しばらくして、廊下を何かが通り過ぎたような気配があった。レンガに固い物が当たる音が微かに聞こえた。明らかに忍んでいる微かな足音。盃を取りに行っただけなら、とっくに戻ってきてもいい。遅すぎる。
「浩宇」
嫌な予感がして、私は台所へ向かった。すぐに反応できるよう、懐の拳銃に手を添える。注意深く台所を覗くと、香ばしく魚が焼ける匂いがする。広い台所の片隅、竈門の網の上に干し魚が載っているのを、傍に置かれた蝋燭が照らし出している。
「いーじゃん。魚。中が柔らかいくらいが通なんだよ」
努めて普段通りの声を出しながら、私は竈門の中を覗き、灰を被せて火を伏せる。消しながら考える。浩宇は酒の肴をちょっと炙ろうとしただけだろうと。だとしたら、ここに姿がないのは変。台所は広い。灯りが届かないどこかに浩宇がいるかもしれない。背中で衣擦れの音を探す。斜め右後ろ、少し離れた場所に気配がある。左手で炙った魚の尻尾を持ち、私はゆっくり立ち上がって振り返った。

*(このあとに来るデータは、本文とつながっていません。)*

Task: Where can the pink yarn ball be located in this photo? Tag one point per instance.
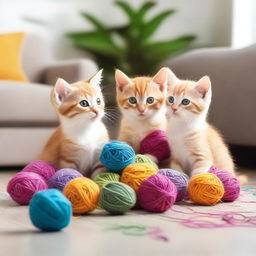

蝋燭の灯りは浩宇の膝と、その後ろに密着する黒い服の膝までしか届いていない。
「誰」
私は低い声を出した。
返ってきたのは、冷淡な男の声だった。
「朱氏はどこだ」
浩宇がどうされているのか分からない。密着具合から想像すると、背中からがっちりと羽交い締めにされているのだろう。
「まだ帰ってない」
「だったら待たせてもらう。静かにしてれば、何もしない。騒げば殺す」
少しずつ目が闇に慣れてきた。浩宇の首には男の太い右腕が回り、いつでも首をへし折れるよう、左手で抑え込んでいる。慎重に。浩宇の命が第一。
「朱氏様に何をするつもり?」
「潜り込ませていた僧と李将軍が、どこまで吐いたのかそれとも何も喋っていないのか、それを知りたいだけだ」
「知ってどうする。何もできない」
言葉を交わす間も、ぎらぎらした男の目は私を見据え、浩宇を押さえつける腕は揺るがない。ようやく目が慣れ、男の後ろにも私をじっと見つめる目があることに気づいた。その数、1対、2対、3対、4対。私は左手に持っていた魚の干物を男の頭目掛けて思いっきり投げつけた。
「うわぁっ」
いっせいに男の後ろで身構えていた猫が男に飛びかかった。鋭い爪が男の皮膚を襲う。
「浩宇!」
その隙に浩宇の体を引き寄せて奪還し、どかっと男を蹴り飛ばす。ふざけんなよ!
どかっ
一発KO。男は意識を失った。私は男を縛り上げる。
よくもステキな夜を台無しに!! 部屋で2人きりになれるチャンスなんて、そんなにないんだからね!
どかっどかっ
「瑞、もう蹴らなくても」
浩宇が男に情けをかける。この男の罪は重い。愛を育む(?)絶好のチャンスを奪ったんだから。ふん。あー、ムカつく。この後、しっぽり2人でお酒を飲むことなく、男を宮廷に連行しなければならなくなってしまった。
一仕事終えて喉が渇き、私は台所にあった水瓶から木杓子で水を掬って口に含む。その瞬間、脳内を思考が駆け巡る。男は朱氏様を殺しにきた。縛り上げたときに刃物は持っていたけれど、浩宇を拘束したとき刃物を使わなかった。なぜ台所に。水瓶。毒!
ぺっ
「どうした、瑞」
土間に口の中の水を吐き出した。口を濯がなきゃ。くっ。水瓶の水が使えない。口の中が熱い。口腔粘膜から恐ろしい速さで血管へと染み込んでいく。
「ど、どく。」
「瑞!」
不覚。私はめまいに襲われ、土間に倒れ込む。猫に舐めさせてはいけない。私は消えかける力を振り絞って土間を這い、吐き出した水の上に体を被せる。うつ伏せだった体が仰向けにされた。景色がぐるぐると回る中心に浩宇がいる。背中に何かが当たって浩宇の顔が近づく。
「瑞、井戸から汲んできた。水で口を濯いで」
口に水を注がれる。それはダラダラと端から溢れていく。それでも浩宇の手を借りて、私はなんとか口の中を何度も濯いだ。
「毒が分からない。皮膚から吸収されるのもある」
服が剥かれた。1秒ほど間があった。バレちゃったね。女だって。
「ごめん。」
浩宇は軍人のように硬く一言断った。さらしを鋏で切ってから毒水がかかった私の胸に新鮮な水を浴びせる。そして、自分が着ていた月白色の苧麻の服を脱いで、私の身体を包んだ。
その後の記憶は途切れている。激しく上下する激しい振動のなかで、「ああ、浩宇、いつの間にか、馬に乗れるようになったんだね」──そう思ったことだけを覚えている。